It would be very easy to write these people’s lives off as
idyllic, but I cannot let myself jump to that conclusion. I am just so curious
to know how these people perceive their own lives. How do they feel about the
landscape around them—does it invoke the warm, comforting feelings of home, do
they value the aesthetic of the landscape around them, do the struggles of
living in rural Tanzania overwhelm all of this? Do they yearn for other lives
somewhere else? Is there peace in the motions of daily life, boredom,
frustration? It makes me a little uncomfortable, being so in love with this
place and the people, but knowing very little about what it’s like actually
living there.
I mentioned in previous posts that I disliked our previous
interview exercises in the Maasai Steppe, but these DR interviews have been
wonderful. Part of that is because these people in the two villages don’t get
interviewed very often, but I also think that the topic of our interview,
beekeeping, is much happier than, you know, animals always coming to kill your
wildlife or destroy your crops. Also, I feel like we can do a little bit about
the problems beekeepers face in the Endabash region. In fact, our professor is
talking to officials from the beekeeping organization in Karatu about bringing
in people to train villagers about modern beekeeping techniques.
A traditional beehive |
My favorite part of this experience was the focus group
discussion we had. This was where we invited beekeepers and non-beekeepers to
have a large group discussion. In these meetings, we got to delve deeper into
some of the question that might take more explaining than a questionnaire
question. One of my favorites was trying to get a monetary value of indirect
benefits like pollination and biodiversity from people. I think it was
confusing to them (I was trying to explain a situation where all of the bees in
the area disappeared and they had to pay people to bring in more bees so their
crops could be pollinated), but it was fun to try. One of the girls in our
group actually does bring bees in for her family farm, so that was a real world
example we could use. Focus groups were also a fun time to meet more people and
watch community members interact together. We also got lots of questions about
American beekeeping from them, which I wish we could have answered in more
detail.
For the past two days we’ve been interviewing about Wildlife
Management Areas in two Maasai villages for another group’s EP project, but we
might possibly return to Ayalaliyo for one last day of interviews. We’re a bit
low on data from there because our second day of interviews was cut short. The
Endabash River that we have to cross to get to Ayalaliyo played a large part in
shaping our interview schedules. Our professor warned us that there might be a
day or two where we couldn’t get to Ayalaliyo because the river sometimes
flooded when it rained a lot. On Saturday morning, we were able to get across
just fine, but then it started raining while we were conducting interviews. My
interview group kept pounding out interviews (and getting soaked in the
process), but early in the afternoon our professor made the decision to leave
so we didn’t get trapped if the river flooded. It’s a good thing we left when
we did because the river did flood only a little while later. It also flooded
the morning of our last interviews, so we only did interviews in Kambi ya Faru.

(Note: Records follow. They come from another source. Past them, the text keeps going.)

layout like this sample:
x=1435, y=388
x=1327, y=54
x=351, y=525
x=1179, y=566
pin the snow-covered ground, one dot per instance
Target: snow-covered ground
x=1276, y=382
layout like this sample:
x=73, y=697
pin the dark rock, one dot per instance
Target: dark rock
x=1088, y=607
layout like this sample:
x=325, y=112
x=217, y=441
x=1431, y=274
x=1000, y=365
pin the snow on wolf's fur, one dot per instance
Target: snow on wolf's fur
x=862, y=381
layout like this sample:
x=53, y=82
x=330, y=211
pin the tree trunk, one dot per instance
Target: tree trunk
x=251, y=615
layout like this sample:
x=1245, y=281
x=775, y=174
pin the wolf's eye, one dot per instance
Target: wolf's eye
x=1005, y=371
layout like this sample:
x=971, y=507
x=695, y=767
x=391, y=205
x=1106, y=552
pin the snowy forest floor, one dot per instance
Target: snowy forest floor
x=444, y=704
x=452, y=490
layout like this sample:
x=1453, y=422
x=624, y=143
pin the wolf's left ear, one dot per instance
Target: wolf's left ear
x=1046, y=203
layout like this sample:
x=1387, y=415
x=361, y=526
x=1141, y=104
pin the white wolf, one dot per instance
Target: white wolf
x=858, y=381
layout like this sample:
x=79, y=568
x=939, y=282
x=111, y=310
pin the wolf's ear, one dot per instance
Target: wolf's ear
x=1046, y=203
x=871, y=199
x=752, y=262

On a different note, we found out some really cool news. We
get to go to Arusha next week for our non-program day! Arusha is the closest
big city (two hours away) and we’ve been in rural areas the whole time, so it
will be super exciting to see a new part of Tanzania.
I also feel like I’ve reached the point where my Swahili
learning has taken off. I can understand big pictures in some Swahili
conversations, especially when it comes to anything with beekeeping. One day,
our translator in Kambi ya Faru conducted all of the interviews in Swahili
instead of Iraqw, and I picked up about 10 new words and felt pretty happy with
how much I could understand. I still can’t carry much of a conversation,
though. I
can ask some interview questions in Swahili for our WMA interviews, which is
sometimes necessary when our guide/translator zones out (he has a bit of a
short attention span), but more about our WMA interviews later!